From the reaction (Fig. 9c), the hydroxyl radical (0OH) and superoxide radical \(\left( {{\text{O}}_{2}^{0} } \right)\) are foremost dependable for the photocdegradation performance of the EB dye molecules [10].

Antibacterial activity

The bacterial activities of tested samples on gram-positive and gram-negative bacteria are shown in Table 4. Based on the table, the zone of inhibition increases as well as the concentrations of the sample. The leaf extract of Solanum nigrum showed the maximum inhibition zone at concentration of 50 μg/mL for E. coli (15 ± 0.3), P. aeruginosa (14 ± 0.2), S. aureus (13 ± 0.3) and B. subtillis (11 ± 0.1). The synthesized SnO2 nanoparticles showed respectable bacterial activity against all tested micro-organisms as compared with Solanum nigrum leaf extract at a concentration of 50 μg/mL. The inhibition zone was observed against E. coli (25 ± 0.2), P. aeruginosa (23 ± 0.2), S. aureus (22 ± 0.1) and B. subtillis (21 ± 0.1). The particle size and surface area of a particulate drug delivery system are well known to play a significant role in their interactions with biological cells and the in vivo fate of the system. SnO2 nanoparticles produce electronic effects due to their size and large surface area, and these effects can increase the nanoparticles' binding strength with bacteria. We hypothesised that the above mechanisms can account for SnO2 nanoparticles excellent antibacterial activity when compared to Solanum nigrum leaf extract. At all concentrations, SnO2 nanoparticles have a greater zone of inhibition against gram-negative bacteria than gram-positive bacteria. According to Muthuvel et al. [32], gram-positive bacteria were inhibited far more than gram-negative bacteria. In gram-negative bacteria, the outer membrane is solid and hydrophobic. Based on these results, microwave-assisted green-synthesized of SnO2 nanoparticles using Solanum nigrum leaf extract could be effective against gram-negative bacteria such as E. coli. This may be attributed to the presence of more phenols, flavonoids and saponins compounds and specific secondary metabolites in Solanum nigrum, such as rutin nimbinene, meliacin and quercertion.

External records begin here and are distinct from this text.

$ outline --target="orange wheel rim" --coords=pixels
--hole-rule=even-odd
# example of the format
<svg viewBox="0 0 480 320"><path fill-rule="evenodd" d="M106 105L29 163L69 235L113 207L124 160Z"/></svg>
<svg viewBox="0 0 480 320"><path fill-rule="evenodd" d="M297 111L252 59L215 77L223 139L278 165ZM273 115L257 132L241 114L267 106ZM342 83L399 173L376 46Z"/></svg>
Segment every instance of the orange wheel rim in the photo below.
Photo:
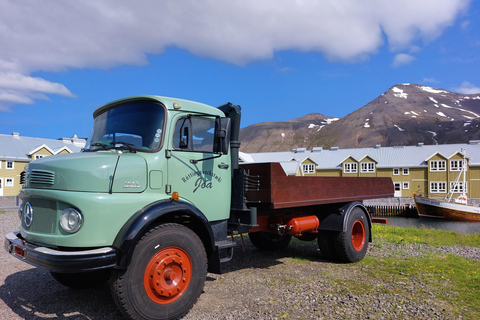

Table 4 Antibacterial activity of Solanum nigrum leaf extract and synthesized SnO2 nanoparticles against human pathogens

Conclusion

The microwave-assisted green synthesis was used to prepare SnO2 nanoparticles. Compared to other methods, this method has several advantages. The crystallinity of the synthesized SnO2 nanoparticles is excellent, and the nanoparticles have a higher surface area of 153 m2/g. The spherical-shaped morphology was found for synthesized SnO2 nanoparticles, and it was confirmed by HR-TEM. Biomolecules such as proteins and amino acids are thought to play a key role in the formation of SnO2 nanoparticles using Solanum nigrum leaf extract. The photodegradation of EB dye with these synthesized nanoparticles is used to investigate photocatalytic behaviour. The photocatalytic degradation process is more efficient in the presence of sunlight irradiation due to the excitation of surface electrons. The high efficiency of SnO2 nanoparticles as a photocatalyst makes them a promising candidate for dye degradation from industrial effluents. Additionally, the synthesized nanoparticles offer showed potent bacterial activities against both gram-positive and gram-negative micro-organisms. Overall, the results indicate that as-prepared SnO2 nanoparticles are a suitable and attractive applicant for photocatalytic and antibacterial applications.